The joy of my new discoveries don’t go unnoticed. While our seven year old might not share my thrill, he keeps his eyes open as he wanders. Often pointing out some new favorite of mine. Calling it by name. Learning.
There are so many ways to travel. Slow, fast, full-time etc. Currently we are slow traveling, staying in one of my favorite states in Mexico and enjoying a quiet life. Stationary at one spot, making day trips, beach hopping and snorkeling to round out our roam-schooling.
There are many advantages of any traveling one chooses. I am especially excited to widen my culinary adventures at the markets.
Wherever we go, we find different, new discoveries each time.
Previously when we were at the Oaxaca coast, cashew apples and mangoes were in season.
Now the joys of paradise plums(local name – Icaco), they delicate taste and their fragile little orbs take center stage. The first time I bit into one I thought that a candy cloud landed in my mouth.
By the dropping mango prices you know the season is nearing and I am looking forward to their vast variety and flavors in a month or so.
The coast is covered with many palms, each variety bringing something special to the table. The soft, tender coconuts with their thirst quenching juice and tender meat is a lovely snack readily available. The older meaty ones made into coconut milk mixed with chia seeds and honey give you a lovely dessert you can easily whip up at home. Want to try the shoots of palm flowers cooked in salt water and with herbs added for a quick, healthy treat? It’s is the season for soyamiche. For ten pesos you get four-five in little bags. Still warm and delicious. Dip it into your favorite salsa and you are ready to go. A lot like hearts of palm, but oh so much better!

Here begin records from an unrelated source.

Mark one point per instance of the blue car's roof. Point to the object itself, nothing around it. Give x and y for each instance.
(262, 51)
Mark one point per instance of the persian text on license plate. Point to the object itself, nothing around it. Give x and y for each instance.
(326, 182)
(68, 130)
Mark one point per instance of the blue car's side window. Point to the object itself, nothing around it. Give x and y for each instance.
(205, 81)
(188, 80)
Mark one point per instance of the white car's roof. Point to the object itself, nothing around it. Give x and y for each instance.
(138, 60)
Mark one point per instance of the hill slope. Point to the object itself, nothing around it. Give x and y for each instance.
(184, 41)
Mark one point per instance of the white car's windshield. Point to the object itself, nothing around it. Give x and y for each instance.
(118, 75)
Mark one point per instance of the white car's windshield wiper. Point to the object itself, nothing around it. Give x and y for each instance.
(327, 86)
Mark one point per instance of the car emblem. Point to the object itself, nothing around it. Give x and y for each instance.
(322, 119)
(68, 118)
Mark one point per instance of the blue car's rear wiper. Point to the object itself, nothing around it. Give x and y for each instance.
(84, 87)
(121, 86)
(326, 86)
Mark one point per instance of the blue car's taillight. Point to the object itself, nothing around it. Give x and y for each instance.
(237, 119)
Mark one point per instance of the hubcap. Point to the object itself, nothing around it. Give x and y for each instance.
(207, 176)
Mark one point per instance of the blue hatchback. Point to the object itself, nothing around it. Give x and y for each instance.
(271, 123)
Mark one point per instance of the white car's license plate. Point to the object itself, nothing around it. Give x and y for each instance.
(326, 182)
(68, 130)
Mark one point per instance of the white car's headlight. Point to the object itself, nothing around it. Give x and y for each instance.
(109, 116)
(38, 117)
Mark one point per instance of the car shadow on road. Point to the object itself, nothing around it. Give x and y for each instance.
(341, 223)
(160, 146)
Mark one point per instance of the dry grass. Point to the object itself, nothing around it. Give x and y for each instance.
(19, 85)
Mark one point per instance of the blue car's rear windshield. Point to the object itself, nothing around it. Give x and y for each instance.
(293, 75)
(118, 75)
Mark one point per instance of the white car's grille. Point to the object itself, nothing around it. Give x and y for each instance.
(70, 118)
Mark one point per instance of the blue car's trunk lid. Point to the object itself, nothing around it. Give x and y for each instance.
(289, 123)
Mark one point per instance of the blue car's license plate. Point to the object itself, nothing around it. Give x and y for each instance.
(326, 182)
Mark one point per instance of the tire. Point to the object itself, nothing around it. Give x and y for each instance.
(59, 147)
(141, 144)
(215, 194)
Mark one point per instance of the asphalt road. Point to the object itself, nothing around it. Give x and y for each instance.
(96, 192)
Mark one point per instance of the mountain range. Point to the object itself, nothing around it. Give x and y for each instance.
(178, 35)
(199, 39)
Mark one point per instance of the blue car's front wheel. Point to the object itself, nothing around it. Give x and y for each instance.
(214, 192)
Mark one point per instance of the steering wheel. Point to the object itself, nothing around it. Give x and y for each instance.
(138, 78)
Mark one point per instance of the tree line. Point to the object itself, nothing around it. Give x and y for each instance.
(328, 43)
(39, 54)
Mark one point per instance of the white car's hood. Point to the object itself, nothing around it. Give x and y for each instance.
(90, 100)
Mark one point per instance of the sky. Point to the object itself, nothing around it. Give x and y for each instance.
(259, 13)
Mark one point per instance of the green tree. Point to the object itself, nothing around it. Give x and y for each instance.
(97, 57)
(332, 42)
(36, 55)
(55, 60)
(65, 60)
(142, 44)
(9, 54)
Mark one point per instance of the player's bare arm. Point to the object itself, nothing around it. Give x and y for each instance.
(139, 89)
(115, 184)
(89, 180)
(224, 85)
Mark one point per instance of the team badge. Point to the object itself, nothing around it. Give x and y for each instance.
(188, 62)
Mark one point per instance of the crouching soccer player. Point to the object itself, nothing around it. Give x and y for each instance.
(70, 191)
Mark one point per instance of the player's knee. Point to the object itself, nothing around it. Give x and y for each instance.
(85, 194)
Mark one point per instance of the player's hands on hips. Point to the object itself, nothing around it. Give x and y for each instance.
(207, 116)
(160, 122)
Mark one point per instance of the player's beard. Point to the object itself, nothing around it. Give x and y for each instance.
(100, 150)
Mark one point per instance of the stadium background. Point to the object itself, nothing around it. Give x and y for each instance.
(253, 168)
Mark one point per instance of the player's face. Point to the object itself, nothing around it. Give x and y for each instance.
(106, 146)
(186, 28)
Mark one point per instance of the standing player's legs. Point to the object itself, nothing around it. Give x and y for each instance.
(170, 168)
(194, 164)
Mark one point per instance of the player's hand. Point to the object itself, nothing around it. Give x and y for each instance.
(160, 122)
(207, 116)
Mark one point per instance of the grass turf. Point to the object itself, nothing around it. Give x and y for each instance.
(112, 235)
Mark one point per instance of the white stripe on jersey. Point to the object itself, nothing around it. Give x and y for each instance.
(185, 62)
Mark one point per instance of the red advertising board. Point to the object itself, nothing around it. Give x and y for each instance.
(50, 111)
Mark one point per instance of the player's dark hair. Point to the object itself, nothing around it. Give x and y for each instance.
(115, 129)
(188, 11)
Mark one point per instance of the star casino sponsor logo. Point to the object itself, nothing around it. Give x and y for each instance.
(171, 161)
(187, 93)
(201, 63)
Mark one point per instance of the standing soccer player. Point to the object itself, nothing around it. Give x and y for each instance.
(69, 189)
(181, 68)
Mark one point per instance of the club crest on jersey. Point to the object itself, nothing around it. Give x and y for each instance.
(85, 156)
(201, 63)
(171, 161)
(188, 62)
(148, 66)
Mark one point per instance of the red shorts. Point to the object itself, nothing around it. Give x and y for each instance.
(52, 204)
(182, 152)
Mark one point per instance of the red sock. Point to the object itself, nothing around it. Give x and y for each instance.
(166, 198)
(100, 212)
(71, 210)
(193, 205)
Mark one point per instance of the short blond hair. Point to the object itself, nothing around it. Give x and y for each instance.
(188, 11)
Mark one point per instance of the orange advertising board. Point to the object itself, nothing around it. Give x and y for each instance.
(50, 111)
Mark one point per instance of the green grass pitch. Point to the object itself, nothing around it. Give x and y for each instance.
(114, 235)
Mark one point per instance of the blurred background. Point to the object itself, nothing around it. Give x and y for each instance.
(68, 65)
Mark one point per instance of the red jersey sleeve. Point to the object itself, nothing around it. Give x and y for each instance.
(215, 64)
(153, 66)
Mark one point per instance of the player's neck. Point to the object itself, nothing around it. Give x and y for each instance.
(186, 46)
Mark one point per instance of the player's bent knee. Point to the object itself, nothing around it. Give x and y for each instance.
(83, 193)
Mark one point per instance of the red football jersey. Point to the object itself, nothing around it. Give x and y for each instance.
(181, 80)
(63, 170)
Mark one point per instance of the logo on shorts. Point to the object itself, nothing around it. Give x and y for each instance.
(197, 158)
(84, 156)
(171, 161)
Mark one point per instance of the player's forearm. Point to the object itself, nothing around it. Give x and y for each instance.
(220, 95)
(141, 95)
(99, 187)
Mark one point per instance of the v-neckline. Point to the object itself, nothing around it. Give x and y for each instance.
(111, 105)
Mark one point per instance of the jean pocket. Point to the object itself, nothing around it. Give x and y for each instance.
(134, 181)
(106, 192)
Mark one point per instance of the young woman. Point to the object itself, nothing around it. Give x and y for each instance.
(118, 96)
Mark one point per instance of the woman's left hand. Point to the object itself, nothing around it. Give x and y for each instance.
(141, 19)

You can also get them raw to prepare it yourself.
Many things get preserved in sugar or candied here in Mexico. Finding ripe cocoyul or cocitoes at the market you can see how sugar will certainly enhance the flavor of these mini coconuts. In their raw form they are sticky, aromatic with a strong caramel flavor without the cloying sweetness.
I especially enjoy learning the simple fruits and vegetables that make up the local cuisine.
Anything new and I feel I hit the jackpot.
My family enjoys the hunt even if they don’t feel the pull to try everything. My infectious joy is enough for them.
Our market day adventures might be full of a seven year old’s constant displeasures of the heat, crowds and other maladies, but he sure gets excited for some of the local treats. Our love of tagu nuts from Oaxaca City and it’s fantastic dessert it is made into had to be replaced
by the local coco tostadas that are crunchy and slightly sweet with a lovely coconut flavor. Both of them gluten free makes this mama extremely happy.
Being recognized with a smile, welcomed back week after week at our favorite local stalls is great. Our quirky way of traveling to the market with an egg carton to replenishing our eggs make the ladies smile. The truth is we have not mastered taking them home unbroken in the little bags they are normally sold.
Often when finding something new I just imitate the locals. When we came across papa de agua ( in South America known as oca, the tuberous root of Oxalis )something I knew by pictures only and how to prepare, but never tried before. When I spotted someone eating it raw, I had to try it like that too.
Oh the many wonderful discoveries we came across and enjoyed so far! It makes my heart sing and it shows our son how we are truly trying to embrace what Mexico has to offer when she feeds her people.
What was the strangest thing you tried?
Is there a fruit or vegetable you need identified? Let me know!